In Utah, of course, the LDS Church may not always need to speak in order to be heard.

LDS legislators • A Tribune survey of lawmakers last December found that 88 percent — 91 of 104 — were Mormon. That is a significantly bigger proportion than in the Utah population at large, at an estimated 63 percent.

Senate President Wayne Niederhauser, R-Sandy, said at the time that, with so many Mormons in the Legislature, "it would be naive to say there isn't some kind of influence there."

But he said the influence is almost never overt or heavy-handed.

"I've never had the church or any of [its] lobbyists tell me how to vote. You don't feel that kind of pressure," Niederhauser, who is LDS, told the newspaper.

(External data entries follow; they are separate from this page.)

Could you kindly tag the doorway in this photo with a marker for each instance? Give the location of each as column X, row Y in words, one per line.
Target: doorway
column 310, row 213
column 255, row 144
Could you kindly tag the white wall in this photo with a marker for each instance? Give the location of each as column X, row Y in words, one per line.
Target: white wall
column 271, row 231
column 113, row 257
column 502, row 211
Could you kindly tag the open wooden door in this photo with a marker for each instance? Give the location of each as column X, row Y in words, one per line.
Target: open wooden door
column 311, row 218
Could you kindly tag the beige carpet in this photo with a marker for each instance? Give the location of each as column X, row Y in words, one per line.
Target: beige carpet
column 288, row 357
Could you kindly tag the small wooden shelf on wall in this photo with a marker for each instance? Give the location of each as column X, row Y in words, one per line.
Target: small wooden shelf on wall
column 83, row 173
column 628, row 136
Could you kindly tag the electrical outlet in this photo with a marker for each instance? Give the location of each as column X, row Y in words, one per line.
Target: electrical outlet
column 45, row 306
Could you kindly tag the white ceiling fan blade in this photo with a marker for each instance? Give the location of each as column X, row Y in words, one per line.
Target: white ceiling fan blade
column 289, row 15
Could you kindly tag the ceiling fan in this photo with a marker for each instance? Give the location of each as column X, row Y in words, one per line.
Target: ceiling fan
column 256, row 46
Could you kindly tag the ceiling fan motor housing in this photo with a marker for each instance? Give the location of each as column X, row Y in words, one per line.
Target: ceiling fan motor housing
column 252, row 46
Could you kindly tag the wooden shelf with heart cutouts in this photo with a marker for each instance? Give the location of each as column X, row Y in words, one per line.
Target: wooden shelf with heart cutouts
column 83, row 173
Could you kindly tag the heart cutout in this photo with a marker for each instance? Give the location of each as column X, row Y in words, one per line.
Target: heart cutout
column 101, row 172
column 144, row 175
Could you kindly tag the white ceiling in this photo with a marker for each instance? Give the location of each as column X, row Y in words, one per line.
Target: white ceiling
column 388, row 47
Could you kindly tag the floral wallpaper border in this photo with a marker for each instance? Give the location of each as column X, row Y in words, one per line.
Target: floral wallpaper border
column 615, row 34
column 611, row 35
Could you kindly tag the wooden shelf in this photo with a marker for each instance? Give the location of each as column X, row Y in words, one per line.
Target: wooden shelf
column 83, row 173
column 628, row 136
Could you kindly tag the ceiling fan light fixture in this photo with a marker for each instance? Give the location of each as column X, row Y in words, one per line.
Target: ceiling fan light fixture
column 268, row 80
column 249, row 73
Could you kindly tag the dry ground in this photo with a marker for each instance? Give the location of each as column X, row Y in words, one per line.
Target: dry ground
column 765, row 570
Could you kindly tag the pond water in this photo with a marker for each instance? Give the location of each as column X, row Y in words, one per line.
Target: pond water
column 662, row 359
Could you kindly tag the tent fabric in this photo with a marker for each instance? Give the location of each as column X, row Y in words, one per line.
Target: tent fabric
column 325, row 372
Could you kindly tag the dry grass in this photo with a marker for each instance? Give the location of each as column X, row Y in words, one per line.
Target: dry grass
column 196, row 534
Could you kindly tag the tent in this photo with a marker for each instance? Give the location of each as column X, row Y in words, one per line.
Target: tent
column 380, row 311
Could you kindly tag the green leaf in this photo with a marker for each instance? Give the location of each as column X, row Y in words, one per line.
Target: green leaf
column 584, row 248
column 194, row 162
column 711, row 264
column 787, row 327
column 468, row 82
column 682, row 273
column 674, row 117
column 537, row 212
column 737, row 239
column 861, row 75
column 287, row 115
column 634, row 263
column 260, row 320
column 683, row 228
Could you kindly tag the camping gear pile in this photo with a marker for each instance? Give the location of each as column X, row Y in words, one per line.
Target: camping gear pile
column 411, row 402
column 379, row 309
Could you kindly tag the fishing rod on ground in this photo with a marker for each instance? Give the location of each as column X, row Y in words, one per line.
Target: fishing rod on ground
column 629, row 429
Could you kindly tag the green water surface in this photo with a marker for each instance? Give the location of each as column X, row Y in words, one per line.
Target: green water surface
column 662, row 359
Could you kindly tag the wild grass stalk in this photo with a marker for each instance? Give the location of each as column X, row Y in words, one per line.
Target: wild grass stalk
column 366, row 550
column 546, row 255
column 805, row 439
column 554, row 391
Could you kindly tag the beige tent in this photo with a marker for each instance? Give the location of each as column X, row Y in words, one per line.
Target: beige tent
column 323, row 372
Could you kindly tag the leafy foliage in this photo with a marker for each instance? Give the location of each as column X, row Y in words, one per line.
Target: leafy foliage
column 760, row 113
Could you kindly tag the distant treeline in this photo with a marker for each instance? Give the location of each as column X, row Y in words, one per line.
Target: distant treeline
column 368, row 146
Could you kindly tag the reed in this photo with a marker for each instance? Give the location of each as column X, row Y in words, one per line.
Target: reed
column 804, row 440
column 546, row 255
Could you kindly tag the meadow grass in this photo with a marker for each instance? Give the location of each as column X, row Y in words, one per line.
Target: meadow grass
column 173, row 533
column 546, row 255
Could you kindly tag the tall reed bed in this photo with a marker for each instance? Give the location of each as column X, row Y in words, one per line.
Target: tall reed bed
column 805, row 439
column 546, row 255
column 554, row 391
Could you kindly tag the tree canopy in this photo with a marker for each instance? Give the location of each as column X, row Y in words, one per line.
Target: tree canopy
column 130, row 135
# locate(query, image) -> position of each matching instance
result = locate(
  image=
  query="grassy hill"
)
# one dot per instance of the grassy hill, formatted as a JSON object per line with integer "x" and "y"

The internal polling data suggest local Mormon leaders and members don't believe the church holds a lot of sway on Utah's Capitol Hill.

In fact, majorities of both stake presidents and bishops ranked the church fourth on the list of six interest groups that influence lawmakers, behind Utah's hospitality and tourism industry, constituents and teachers. Members ranked the faith dead last — behind minorities and news media — in political clout.

Burbank suspects a survey of other constituencies would produce a similar response, in that most groups focus on what they don't get from the Legislature, not on what they do.

"If you talk to teachers, they say, 'the state Legislature ignores us, we never have any influence,' and they have some evidence for that," he said. "But the church is clearly not a typical interest group. It's not acting in the same way that the Chamber of Commerce does, where [it hires] a lobbyist and work to influence legislation."

The church works most often behind the scenes in the legislative process — if it has to do anything at all, Burbank said. Lawmakers don't need the church to articulate its position on most issues, he notes. They already know.

Overall a majority — 45 percent of stake presidents, 52 percent of bishops and 53 percent of other Mormons — told pollsters that the church's influence with lawmakers has remained mostly stable over the past five years.

Still, about a third of stake presidents and bishops — 32 percent and 36 percent, respectively — said they thought the faith's influence had declined. Less than a quarter said it had increased.